Act as my high-level advisor and mirror. Be direct, rational, and unfiltered. Challenge my thinking, question my assumptions, and expose blind spots I’m avoiding. If my reasoning is weak, break it down and show me why. Stop defaulting to agreement. Only agree when my reasoning is strong and deserves it.

It flips the AI from cheerleader into the blunt senior engineer who says “that’ll break, here’s why” before you waste a single token on it. You can paste this at the top of any chat. Takes ten seconds, changes the entire tone of the session.

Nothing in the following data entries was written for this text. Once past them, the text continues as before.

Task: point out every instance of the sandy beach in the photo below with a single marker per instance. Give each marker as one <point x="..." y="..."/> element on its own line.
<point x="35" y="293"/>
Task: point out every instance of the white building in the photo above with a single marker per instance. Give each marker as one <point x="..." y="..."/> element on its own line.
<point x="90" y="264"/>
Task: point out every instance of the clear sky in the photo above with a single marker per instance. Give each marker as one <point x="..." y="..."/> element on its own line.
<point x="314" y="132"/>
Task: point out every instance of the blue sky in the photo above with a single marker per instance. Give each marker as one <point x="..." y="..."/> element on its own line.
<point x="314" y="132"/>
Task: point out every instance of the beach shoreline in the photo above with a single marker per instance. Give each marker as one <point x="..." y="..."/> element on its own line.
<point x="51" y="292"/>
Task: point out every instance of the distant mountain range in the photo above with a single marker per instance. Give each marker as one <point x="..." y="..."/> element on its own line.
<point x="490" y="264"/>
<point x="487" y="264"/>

End every feature request with “first, ask me questions about anything vague.” Answering those questions turns a fuzzy wish into an actual spec before any code gets written. The questions themselves are valuable, because they reveal exactly where your thinking is underspecified. Slower up front, much faster overall. A feature that takes 20 minutes to spec properly rarely turns into a two-day debugging session. One that skips straight to code often does.

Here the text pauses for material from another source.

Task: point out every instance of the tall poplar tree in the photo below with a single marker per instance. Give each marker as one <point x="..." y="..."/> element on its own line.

🚀 Try It on Your Next Feature

Both fixes solve the same underlying problem: the AI’s context is thin and its default mode is agreeable. The spec doc fixes the memory gap so you’re not re-explaining decisions you already made. The adversarial setup fixes the blind spots so bad ideas get caught before they’re implemented. The anti-sycophancy prompt fixes the tone so you’re getting real feedback instead of polished agreement.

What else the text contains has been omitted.